The SARS (severe acute respiratory syndrome) outbreak was caused by a coronavirus (CoV) named the SARS-CoV. SARS pathology is propagated both by direct cytotoxic effects of the virus and aberrant activation of the innate immune response. Here, we identify several mechanisms by which a SARS-CoV open reading frame (ORF) activates intracellular stress pathways and targets the innate immune response. We show that ORF8b forms insoluble intracellular aggregates dependent on a valine at residue 77. Aggregated ORF8b induces endoplasmic reticulum (ER) stress, lysosomal damage, and subsequent activation of the master regulator of the autophagy and lysosome machinery, Transcription factor EB (TFEB). ORF8b causes cell death in epithelial cells, which is partially rescued by reducing its ability to aggregate. In macrophages, ORF8b robustly activates the NLRP3 inflammasome by providing a potent signal 2 required for activation. Mechanistically, ORF8b interacts directly with the Leucine Rich Repeat domain of NLRP3 and localizes with NLRP3 and ASC in cytosolic dot-like structures. ORF8b triggers cell death consistent with pyroptotic cell death in macrophages.
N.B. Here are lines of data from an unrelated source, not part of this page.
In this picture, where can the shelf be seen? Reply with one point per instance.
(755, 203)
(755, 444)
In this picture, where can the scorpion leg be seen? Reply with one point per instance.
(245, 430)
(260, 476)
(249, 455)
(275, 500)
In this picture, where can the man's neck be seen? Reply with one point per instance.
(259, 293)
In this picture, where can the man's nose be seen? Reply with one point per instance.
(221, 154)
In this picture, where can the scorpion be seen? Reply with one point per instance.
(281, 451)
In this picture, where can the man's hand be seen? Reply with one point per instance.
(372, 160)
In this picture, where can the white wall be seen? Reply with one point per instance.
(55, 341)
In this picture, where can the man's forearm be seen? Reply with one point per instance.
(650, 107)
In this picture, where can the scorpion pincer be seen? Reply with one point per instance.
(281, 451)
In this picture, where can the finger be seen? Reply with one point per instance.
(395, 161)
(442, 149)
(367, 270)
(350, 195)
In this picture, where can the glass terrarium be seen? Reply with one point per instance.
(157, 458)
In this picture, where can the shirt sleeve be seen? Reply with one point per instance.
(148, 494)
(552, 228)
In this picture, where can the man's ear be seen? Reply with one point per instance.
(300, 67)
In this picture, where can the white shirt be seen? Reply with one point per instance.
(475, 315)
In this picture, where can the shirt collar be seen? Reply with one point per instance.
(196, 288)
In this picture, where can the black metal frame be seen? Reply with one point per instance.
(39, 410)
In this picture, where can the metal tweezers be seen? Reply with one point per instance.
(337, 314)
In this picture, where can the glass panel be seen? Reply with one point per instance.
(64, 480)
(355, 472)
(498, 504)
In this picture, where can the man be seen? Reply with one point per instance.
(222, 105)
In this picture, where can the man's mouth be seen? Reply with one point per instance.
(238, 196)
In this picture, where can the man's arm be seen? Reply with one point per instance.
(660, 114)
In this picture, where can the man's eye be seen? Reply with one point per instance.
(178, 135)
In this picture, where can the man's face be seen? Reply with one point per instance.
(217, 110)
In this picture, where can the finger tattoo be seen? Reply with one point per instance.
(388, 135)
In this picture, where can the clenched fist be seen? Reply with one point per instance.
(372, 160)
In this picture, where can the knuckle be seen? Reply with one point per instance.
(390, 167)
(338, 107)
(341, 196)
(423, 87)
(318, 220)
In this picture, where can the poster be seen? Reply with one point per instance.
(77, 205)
While in those cells lacking NLRP3 accumulating ORF8b cytosolic aggregates cause ER stress, mitochondrial dysfunction, and caspase-independent cell death.
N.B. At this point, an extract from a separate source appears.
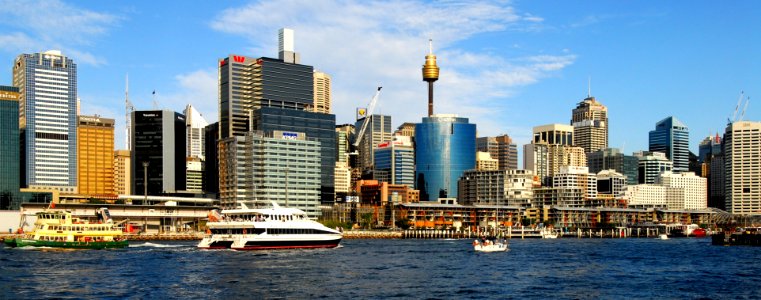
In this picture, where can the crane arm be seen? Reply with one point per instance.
(370, 109)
SARS（严重急性呼吸道综合症）暴发是由冠状病毒（CoV）引起的，该冠状病毒名为SARS-CoV。SARS病理通过病毒的直接细胞毒性作用和先天免疫应答的异常激活而传播。在这里，我们确定了SARS-CoV开放阅读框（ORF）激活细胞内应激途径并靶向先天免疫应答的几种机制。我们显示，ORF8b形成依赖于缬氨酸在残基77的不溶性细胞内聚集体。聚集的ORF8b诱导内质网（ER）压力，溶酶体损伤，并随后激活自噬和溶酶体机制，转录因子EB（TFEB）的主调节剂。ORF8b导致上皮细胞死亡，这是通过降低其聚集能力而部分挽救的。在巨噬细胞中 ORF8b通过提供激活所需的有效信号2来强烈激活NLRP3炎性体。从机制上讲，ORF8b与NLRP3的亮氨酸富集重复域直接相互作用，并在细胞质点状结构中定位于NLRP3和ASC。ORF8b触发的细胞死亡与巨噬细胞中的焦细胞死亡一致。在缺少NLRP3的那些细胞中，ORF8b的胞质聚集体会引起ER应激，线粒体功能障碍和不依赖caspase的细胞死亡。